“Negative Visualization” for Gratitude

One day will be the last day you…

hug that person.

hike your favorite trail.

kiss them.

bike that street with your friend.

hear their laughter.

have all that free time.

sleep in your childhood home.

I know… I know, I'm sorry. Did I make you sad?

 

Good.

 

because I want to make a point.

 

These are the reasons why mindfulness and gratitude are important practices.

 

and 2025 is a great year to start practicing them if you don't already.

The intention here isn't to make you feel like sh*t.

 

This is ACTUALLY a method of practicing gratitude called, “Negative Visualization." 

 

It's a tool rooted in Stoic philosophy – a way to imagine life without the things and people you love, not to dwell on it and be sad, but to help you appreciate the presence of these things while they're there.

 

It might feel counterintuitive, but psychology tells us that we're naturally prone to something called hedonic adaptation. For example, I was recently in Sedona, Arizona (SUCH a gorgeous place I highly recommend you visit) and I asked someone who lives there if they are as amazed by it's beauty as I am, and they said, “You kind of get used to it to be honest, but it's nice to be able to experience it again for the first time through someone else's eyes.” Hedonic adaptation is when you initially get a boost of happiness by something new, but over time, you adapt to the change, and your level of happiness stabilizes back to its baseline and you start to take it for granted. Kind of like when you get a new phone.

 

We can interrupt this cycle by envisioning the absence of this thing or person to reignite their value. Doing this can help us savor life a little more fully, and make every day moments – like sharing a meal with someone special or walking down your street – feel extraordinary.

How To Practice:

 

Identify What You Value: Start by choosing a person, thing, or experience that brings you joy. It could be your dog waking you up, your morning coffee, or even your ability to go for a walk in your neighborhood.

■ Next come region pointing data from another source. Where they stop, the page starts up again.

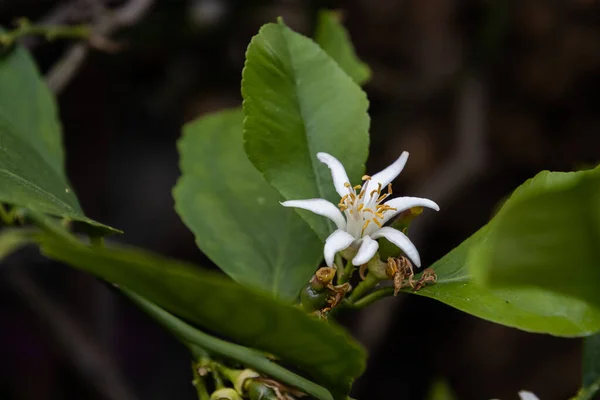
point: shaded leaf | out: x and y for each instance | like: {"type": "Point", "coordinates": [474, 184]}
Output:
{"type": "Point", "coordinates": [201, 342]}
{"type": "Point", "coordinates": [546, 235]}
{"type": "Point", "coordinates": [235, 214]}
{"type": "Point", "coordinates": [13, 239]}
{"type": "Point", "coordinates": [591, 368]}
{"type": "Point", "coordinates": [219, 305]}
{"type": "Point", "coordinates": [529, 309]}
{"type": "Point", "coordinates": [299, 102]}
{"type": "Point", "coordinates": [31, 157]}
{"type": "Point", "coordinates": [335, 41]}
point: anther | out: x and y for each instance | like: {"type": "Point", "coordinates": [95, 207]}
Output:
{"type": "Point", "coordinates": [367, 222]}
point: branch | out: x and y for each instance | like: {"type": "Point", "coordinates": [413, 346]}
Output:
{"type": "Point", "coordinates": [110, 21]}
{"type": "Point", "coordinates": [50, 32]}
{"type": "Point", "coordinates": [89, 359]}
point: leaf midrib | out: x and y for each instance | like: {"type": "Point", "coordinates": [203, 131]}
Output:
{"type": "Point", "coordinates": [300, 109]}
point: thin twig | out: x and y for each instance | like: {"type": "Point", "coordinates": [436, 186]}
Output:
{"type": "Point", "coordinates": [66, 68]}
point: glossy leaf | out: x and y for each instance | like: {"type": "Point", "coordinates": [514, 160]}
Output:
{"type": "Point", "coordinates": [299, 102]}
{"type": "Point", "coordinates": [31, 157]}
{"type": "Point", "coordinates": [529, 309]}
{"type": "Point", "coordinates": [335, 41]}
{"type": "Point", "coordinates": [235, 214]}
{"type": "Point", "coordinates": [546, 235]}
{"type": "Point", "coordinates": [203, 343]}
{"type": "Point", "coordinates": [212, 302]}
{"type": "Point", "coordinates": [591, 368]}
{"type": "Point", "coordinates": [13, 239]}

Imagine Its Absence: Now, picture your life without it. Imagine waking up and realizing it’s no longer there. How would its absence affect your daily life? What would you miss most? What would you wish you could do one more time?

Focus on the Present: After sitting with this imagined loss, shift your attention back to the present moment where this person, thing, or experience still exists. Notice the gratitude that wells up as you appreciate its presence more deeply.

 

Examples:

 

Relationship: Imagine the last time you felt your partner in bed by your side. What if it was the last time? How much more deeply might you savor the next time you're there. 

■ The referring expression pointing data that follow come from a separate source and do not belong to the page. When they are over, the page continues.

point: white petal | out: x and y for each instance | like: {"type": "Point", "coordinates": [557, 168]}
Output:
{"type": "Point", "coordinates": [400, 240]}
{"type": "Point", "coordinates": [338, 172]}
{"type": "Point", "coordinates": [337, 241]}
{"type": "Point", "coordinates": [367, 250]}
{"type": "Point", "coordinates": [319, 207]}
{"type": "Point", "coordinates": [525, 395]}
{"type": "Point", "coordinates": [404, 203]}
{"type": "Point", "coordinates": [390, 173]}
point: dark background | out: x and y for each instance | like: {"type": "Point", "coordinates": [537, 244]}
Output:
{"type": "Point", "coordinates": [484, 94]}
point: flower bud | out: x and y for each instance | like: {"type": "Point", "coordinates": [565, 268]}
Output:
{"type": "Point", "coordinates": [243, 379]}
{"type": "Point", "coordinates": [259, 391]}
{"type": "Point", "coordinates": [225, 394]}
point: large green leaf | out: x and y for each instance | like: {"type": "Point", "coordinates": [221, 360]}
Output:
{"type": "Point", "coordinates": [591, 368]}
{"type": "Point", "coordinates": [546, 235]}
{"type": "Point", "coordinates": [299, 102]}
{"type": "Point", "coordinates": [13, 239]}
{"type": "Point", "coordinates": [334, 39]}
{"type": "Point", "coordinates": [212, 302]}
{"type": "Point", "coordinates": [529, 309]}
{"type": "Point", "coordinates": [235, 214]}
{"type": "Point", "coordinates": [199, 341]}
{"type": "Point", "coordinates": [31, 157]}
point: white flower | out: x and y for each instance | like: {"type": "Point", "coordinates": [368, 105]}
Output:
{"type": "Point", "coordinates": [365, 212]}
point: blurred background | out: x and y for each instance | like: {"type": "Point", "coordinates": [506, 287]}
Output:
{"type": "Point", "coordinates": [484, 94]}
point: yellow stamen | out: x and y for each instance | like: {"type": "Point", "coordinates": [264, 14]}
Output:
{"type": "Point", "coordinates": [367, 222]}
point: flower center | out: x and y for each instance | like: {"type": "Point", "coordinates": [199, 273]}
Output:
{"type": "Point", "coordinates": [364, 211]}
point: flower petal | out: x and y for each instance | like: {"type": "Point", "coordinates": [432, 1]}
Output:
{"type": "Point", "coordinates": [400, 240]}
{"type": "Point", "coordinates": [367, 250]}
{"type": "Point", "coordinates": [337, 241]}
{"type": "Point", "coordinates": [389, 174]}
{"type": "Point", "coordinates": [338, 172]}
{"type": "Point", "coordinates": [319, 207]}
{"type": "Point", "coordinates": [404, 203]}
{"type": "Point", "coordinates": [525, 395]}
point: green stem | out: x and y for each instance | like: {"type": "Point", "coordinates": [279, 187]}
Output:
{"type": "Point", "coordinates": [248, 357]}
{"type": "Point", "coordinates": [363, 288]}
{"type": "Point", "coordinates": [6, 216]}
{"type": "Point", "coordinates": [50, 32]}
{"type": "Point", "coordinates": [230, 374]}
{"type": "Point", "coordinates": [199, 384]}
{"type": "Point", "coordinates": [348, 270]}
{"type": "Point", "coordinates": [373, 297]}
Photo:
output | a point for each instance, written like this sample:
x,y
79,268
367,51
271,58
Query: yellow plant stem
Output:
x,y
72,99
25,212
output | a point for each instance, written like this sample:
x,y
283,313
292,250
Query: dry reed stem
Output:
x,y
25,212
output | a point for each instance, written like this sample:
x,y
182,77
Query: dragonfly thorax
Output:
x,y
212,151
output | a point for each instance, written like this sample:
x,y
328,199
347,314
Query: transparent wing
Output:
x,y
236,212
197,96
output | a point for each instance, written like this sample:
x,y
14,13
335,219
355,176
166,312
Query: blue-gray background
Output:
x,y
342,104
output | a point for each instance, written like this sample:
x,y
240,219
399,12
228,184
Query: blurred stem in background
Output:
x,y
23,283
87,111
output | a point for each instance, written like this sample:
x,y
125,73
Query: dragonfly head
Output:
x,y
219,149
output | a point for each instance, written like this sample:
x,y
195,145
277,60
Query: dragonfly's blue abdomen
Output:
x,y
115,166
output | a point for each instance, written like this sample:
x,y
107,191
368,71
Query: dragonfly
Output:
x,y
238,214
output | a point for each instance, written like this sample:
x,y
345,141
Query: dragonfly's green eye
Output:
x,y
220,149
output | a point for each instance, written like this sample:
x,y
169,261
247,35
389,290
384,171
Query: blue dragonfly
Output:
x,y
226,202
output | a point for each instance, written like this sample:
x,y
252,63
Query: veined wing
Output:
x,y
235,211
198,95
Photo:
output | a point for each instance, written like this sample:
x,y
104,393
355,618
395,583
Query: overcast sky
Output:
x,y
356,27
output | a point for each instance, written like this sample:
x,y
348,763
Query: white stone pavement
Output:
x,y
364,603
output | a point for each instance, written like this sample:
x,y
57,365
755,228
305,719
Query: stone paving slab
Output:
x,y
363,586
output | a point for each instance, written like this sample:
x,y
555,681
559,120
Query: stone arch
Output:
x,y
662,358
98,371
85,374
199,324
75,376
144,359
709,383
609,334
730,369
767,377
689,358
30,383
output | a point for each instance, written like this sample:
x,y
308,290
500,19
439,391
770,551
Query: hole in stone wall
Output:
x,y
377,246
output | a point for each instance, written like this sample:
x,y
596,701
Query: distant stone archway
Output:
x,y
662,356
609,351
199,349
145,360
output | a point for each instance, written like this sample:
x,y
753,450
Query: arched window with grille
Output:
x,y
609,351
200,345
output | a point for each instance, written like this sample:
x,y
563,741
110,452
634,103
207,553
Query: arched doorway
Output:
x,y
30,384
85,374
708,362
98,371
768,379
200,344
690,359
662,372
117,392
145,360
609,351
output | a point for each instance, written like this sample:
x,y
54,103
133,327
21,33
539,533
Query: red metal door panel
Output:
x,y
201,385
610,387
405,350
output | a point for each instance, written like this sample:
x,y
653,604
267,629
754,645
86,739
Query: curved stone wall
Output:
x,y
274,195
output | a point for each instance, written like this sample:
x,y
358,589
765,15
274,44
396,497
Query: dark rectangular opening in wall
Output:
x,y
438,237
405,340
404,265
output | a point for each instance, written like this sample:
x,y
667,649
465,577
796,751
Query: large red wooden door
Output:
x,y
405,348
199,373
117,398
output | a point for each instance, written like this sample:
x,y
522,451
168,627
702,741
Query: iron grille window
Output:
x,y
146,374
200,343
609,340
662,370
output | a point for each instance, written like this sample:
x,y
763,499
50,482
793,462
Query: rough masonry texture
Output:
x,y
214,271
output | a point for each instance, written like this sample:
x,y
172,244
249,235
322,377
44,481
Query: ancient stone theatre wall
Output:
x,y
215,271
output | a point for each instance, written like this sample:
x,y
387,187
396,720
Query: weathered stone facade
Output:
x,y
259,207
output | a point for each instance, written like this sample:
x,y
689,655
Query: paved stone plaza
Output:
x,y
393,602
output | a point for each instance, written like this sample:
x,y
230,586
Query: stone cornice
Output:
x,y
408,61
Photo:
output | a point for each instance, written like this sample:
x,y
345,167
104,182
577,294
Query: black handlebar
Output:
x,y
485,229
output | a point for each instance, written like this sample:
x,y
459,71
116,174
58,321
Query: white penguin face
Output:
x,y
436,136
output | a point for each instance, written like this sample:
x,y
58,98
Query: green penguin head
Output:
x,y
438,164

Health: Envision a day when your body feels too tired to move. Can you appreciate the strength it takes to carry you through a workout or a walk today?

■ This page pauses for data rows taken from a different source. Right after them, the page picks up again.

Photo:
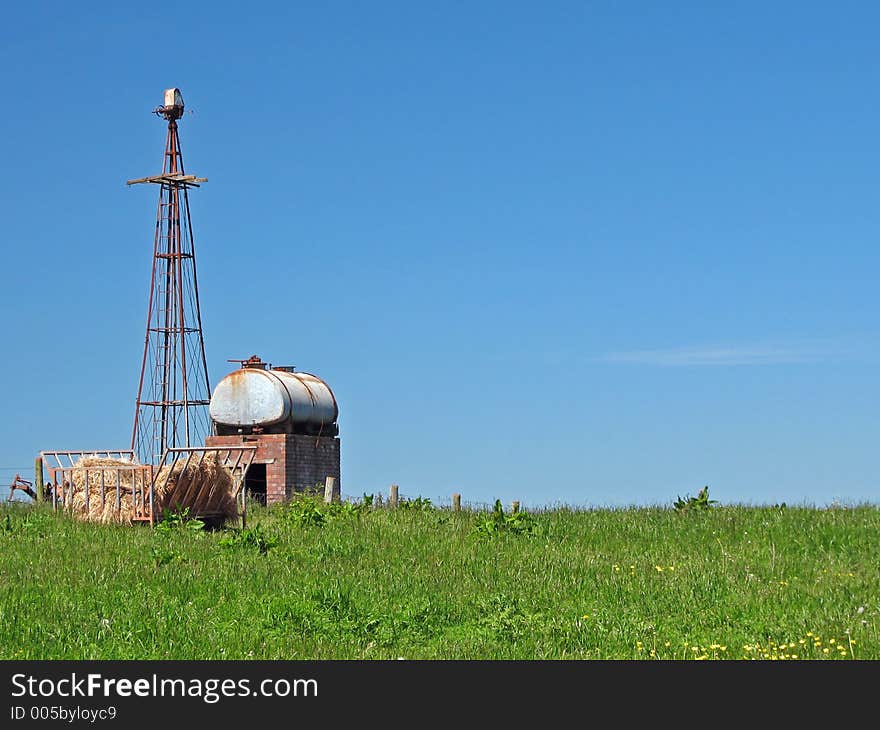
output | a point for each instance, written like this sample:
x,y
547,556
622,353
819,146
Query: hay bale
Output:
x,y
205,488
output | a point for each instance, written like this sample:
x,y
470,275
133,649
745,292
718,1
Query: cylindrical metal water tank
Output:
x,y
273,401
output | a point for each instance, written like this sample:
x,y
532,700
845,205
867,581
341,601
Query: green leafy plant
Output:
x,y
698,503
179,518
163,556
251,537
419,504
516,523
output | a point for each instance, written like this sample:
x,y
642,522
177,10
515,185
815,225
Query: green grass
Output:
x,y
305,582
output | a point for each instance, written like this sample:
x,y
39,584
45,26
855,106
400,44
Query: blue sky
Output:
x,y
582,253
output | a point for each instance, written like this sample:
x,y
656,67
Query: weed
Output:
x,y
419,504
249,537
516,523
179,518
691,504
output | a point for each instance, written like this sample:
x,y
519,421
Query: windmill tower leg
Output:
x,y
173,388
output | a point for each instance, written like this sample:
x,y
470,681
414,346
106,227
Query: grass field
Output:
x,y
347,581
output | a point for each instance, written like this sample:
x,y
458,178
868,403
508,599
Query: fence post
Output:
x,y
329,484
38,478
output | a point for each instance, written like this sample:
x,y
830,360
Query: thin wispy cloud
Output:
x,y
708,355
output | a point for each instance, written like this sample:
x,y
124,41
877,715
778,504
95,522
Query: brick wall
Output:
x,y
294,463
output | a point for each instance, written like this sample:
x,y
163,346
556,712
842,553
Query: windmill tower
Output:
x,y
173,389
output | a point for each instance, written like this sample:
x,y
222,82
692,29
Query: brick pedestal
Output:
x,y
294,463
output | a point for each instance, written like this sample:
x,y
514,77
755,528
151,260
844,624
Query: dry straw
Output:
x,y
205,486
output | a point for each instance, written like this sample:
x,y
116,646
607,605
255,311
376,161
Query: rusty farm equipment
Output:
x,y
114,487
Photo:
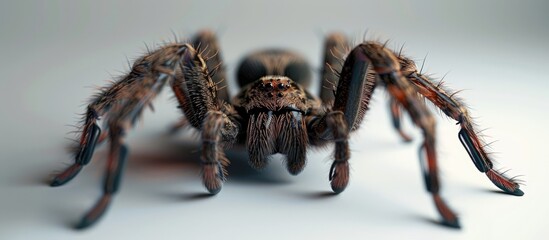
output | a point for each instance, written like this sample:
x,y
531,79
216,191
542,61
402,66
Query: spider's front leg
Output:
x,y
196,92
333,127
455,109
122,103
356,76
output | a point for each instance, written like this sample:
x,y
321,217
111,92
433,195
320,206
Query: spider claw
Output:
x,y
213,178
95,213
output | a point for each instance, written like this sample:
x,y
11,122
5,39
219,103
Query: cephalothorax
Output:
x,y
273,113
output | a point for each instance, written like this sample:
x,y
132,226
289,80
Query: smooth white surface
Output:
x,y
53,51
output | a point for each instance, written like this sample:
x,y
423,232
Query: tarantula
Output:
x,y
274,113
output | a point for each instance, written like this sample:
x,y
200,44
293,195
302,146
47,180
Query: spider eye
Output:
x,y
299,71
250,70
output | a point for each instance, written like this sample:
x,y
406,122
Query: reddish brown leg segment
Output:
x,y
371,55
396,116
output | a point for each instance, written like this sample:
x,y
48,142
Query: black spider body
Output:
x,y
274,113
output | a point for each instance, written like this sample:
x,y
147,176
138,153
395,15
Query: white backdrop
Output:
x,y
54,53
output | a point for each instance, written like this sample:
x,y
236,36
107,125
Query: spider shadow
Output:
x,y
437,223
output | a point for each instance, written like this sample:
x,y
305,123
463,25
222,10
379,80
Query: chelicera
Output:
x,y
274,113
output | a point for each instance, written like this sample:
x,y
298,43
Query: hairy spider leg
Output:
x,y
122,104
196,93
396,116
125,105
336,46
373,56
207,45
468,136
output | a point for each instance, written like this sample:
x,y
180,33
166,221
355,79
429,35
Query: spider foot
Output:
x,y
503,183
95,213
213,177
449,218
339,176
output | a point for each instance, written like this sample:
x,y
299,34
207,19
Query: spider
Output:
x,y
274,113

Conveniences: Picture life without electricity, running water, or internet. Flipping a switch to see at night and connecting to Wi-Fi feel like small miracles huh?

So, if you want to start practicing gratitude and mindfulness… which, with studies showing it can do this:

👉🏻 Boost mental health
👉🏻 Improve sleep
👉🏻 Increase resilience
👉🏻 Increase life satisfaction
👉🏻 Improve physical health
👉🏻 Strengthen relationships

 

…why wouldn't you?

 

Try practicing Negative Visualization!

 

It's a method I use with my clients (with great success) when they have a hard time thinking about things to be grateful for (which, during hard times, can feel difficult to do, I get it).

 

Sometimes the best way to love what you have is to imagine what it’d be like to lose it.